Either way, you’re going to be faced with a magnitude of tasks from arranging your home loan, building insurance, building inspections and possibly repairs and renovations. It’s very easy to focus on making sure you get the right chairs for your new dining table and leave some of the more mundane, yet more important aspects untouched or half finished. Things you want to make sure you DON’T do when buying your first property are:

  1. Don’t buy with your heart rather than your head, despite the fact that “home is where the heart is”. Usually, it’s your heart that leads your purchase decision more than your head, however provided you can differentiate between the two and choose to use your head as well is a good start. Often, people fall in love with a particular property that they’ve seen, an emotional desire that when buying a property can sometimes cost you dearly. Similarly, when building a property, it’s easy to say to yourself “well, you only build a house once, I may as well get the extras” and then you spend an additional 2-3 years paying off the mortgage because of this. It’s hard to think practically, but it’s something that your’e going to learn to do. In the most simplistic of terms, we need basic shelter to live and survive, but of course we all work hard to have more than just the basics. It’s basic human desire, however try and work out the long term costs of your decisions. If your’e paying $3,000 per month on a mortgage and you end up paying your mortgage off for 5 years more, it’s going to cost you $180,000 more – and that could make a difference to your retirement plans.
  2. Don’t forget to do your numbers before, not after you buy. While this may sound quite straight forward, many people are surprised by the cost of running a house. If you’re renting or living at home, you only have to deal with half the costs of running a property. On top of the usage charges such as water, phone and power, you’ve got rates, strata fees (if you buy an apartment), insurance and repairs. These can add up to thousands of dollars and if you’re on a tight budget to start with, can really put some pressure on you. Do the legwork well before you buy the property and you’ll find that everything will be under control.
  3. Don’t ignore one of the biggest risks to your financial well being – sickness and accident. When you’re paying off the mortgage and trying to get by, it’s easy to either ignore or choose not to take out insurance on one of the most important items in the house – yourself.
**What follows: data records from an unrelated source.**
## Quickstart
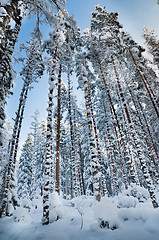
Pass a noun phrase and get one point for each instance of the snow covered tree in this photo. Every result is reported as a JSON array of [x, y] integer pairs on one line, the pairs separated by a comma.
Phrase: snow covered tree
[[32, 69], [153, 44], [25, 170], [14, 11], [107, 52]]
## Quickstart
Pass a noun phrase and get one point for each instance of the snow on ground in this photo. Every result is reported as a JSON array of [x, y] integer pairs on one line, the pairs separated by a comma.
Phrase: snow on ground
[[128, 216]]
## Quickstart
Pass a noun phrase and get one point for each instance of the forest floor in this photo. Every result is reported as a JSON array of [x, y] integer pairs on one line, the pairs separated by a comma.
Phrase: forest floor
[[128, 216]]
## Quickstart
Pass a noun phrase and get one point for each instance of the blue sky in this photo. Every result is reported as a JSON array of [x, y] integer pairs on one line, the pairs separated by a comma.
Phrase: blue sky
[[133, 14]]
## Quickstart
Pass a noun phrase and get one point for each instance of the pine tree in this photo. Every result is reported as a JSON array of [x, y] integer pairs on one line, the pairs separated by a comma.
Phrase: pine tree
[[25, 170]]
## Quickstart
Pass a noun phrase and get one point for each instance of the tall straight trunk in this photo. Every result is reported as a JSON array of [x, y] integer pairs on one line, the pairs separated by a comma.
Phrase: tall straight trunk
[[128, 160], [93, 148], [49, 152], [145, 84], [8, 38], [80, 183], [112, 164], [131, 148], [148, 141], [103, 181], [137, 143], [148, 129], [13, 151], [58, 133], [73, 157], [119, 148]]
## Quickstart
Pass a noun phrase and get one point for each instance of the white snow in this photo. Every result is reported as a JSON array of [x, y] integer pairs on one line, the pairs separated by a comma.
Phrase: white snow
[[125, 217]]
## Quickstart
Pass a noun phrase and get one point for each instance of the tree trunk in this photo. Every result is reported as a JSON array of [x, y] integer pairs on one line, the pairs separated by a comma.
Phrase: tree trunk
[[58, 133], [49, 152]]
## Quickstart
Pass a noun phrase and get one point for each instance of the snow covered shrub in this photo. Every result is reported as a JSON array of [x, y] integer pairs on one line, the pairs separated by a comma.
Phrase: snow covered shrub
[[138, 192], [127, 202], [21, 215], [106, 213], [56, 208]]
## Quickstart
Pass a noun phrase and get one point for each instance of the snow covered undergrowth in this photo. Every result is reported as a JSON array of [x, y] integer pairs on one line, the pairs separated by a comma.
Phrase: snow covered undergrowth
[[129, 215]]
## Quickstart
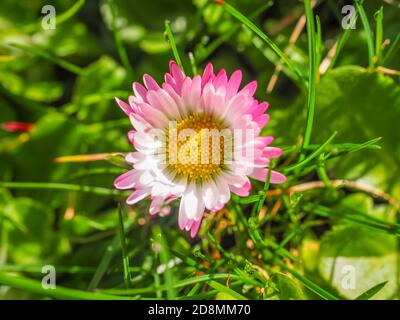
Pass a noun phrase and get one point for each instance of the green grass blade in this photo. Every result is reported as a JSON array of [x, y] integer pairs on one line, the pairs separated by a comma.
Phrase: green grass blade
[[165, 258], [61, 186], [172, 43], [222, 288], [371, 292], [118, 41], [307, 283], [65, 16], [312, 156], [392, 49], [249, 24], [125, 258], [36, 51], [36, 287], [312, 77], [101, 270], [379, 34], [367, 28]]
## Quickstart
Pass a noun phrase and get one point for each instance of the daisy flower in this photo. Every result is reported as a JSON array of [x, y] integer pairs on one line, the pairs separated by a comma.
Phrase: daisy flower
[[196, 139]]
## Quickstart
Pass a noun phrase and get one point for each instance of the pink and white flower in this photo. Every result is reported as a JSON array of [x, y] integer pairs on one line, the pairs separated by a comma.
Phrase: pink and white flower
[[208, 102]]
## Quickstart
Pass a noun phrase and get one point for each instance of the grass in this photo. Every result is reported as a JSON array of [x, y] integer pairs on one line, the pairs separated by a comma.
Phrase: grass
[[121, 252]]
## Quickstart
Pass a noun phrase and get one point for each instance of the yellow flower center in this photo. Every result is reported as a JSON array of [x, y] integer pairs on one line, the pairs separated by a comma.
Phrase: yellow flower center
[[195, 147]]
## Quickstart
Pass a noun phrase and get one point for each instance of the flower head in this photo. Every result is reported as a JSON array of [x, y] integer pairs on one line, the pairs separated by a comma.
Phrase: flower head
[[196, 139]]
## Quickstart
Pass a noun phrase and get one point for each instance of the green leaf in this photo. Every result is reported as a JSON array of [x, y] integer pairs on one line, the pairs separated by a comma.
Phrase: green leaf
[[371, 292], [354, 259]]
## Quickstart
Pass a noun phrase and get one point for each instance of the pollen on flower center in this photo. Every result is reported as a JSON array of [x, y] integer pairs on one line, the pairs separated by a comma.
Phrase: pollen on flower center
[[195, 147]]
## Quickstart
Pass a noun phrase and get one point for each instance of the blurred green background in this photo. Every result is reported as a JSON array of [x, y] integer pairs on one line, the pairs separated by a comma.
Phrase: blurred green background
[[63, 81]]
While most people are happy taking out insurance on their house, their car, their travel and even their jewellery, many people ignore or forget that they can, and should, insure the one thing that pays for all of that insurance and household items, themselves. Income protection, life, TPD (Total and Permanent Disablement) and trauma insurance are all important components of a solid financial plan and should not be forgotten. The number one reason for mortgage defaults in Australia is ultimately due to illness and accident leading to a loss of income. Protect the one thing that makes it all work.
  4. Don’t skimp on the legals. When you’re scraping together every last cent to buy that first property for yourself, it’s possible that you’ve had to make sacrifices and compromises along the way. When you find the property, it’s possible that you’ll try and minimise your costs when buying the property as well, which can often lead to finding the cheapest conveyancer possible. While a good conveyancer or lawyer may in fact be cheap, not all cheap ones are good. Similarly, just because someone is expensive doesn’t automatically make them good. Ask around, speak to a few people, and ask lots of questions. Most property transactions go through quite smoothly, however if things don’t go well, you want someone good on your side.
  5. Don’t forget to get finance approval first. While you hear it all the time, many people either forget or ignore the fact that you should be getting bank approval before you buy your first property. Having bank approval before you buy gives you the peace of mind and financial security that, providing you buy an acceptable property, the bank is going to give you the money you need to buy it. The alternative is potentially losing your deposit and being sued for costs and even loss of revenue if the seller doesn’t sell it for as much as what you offered. If your’e not sure if what you’re buying is an acceptable security, ask your mortgage broker or banker to check for you before you sign the contract – it should only take a very short time to do so and again could save you losing your deposit. While it may add a day or two to the process, it’s imperative that you have this sorted out otherwise you’re taking a tremendous risk with your money.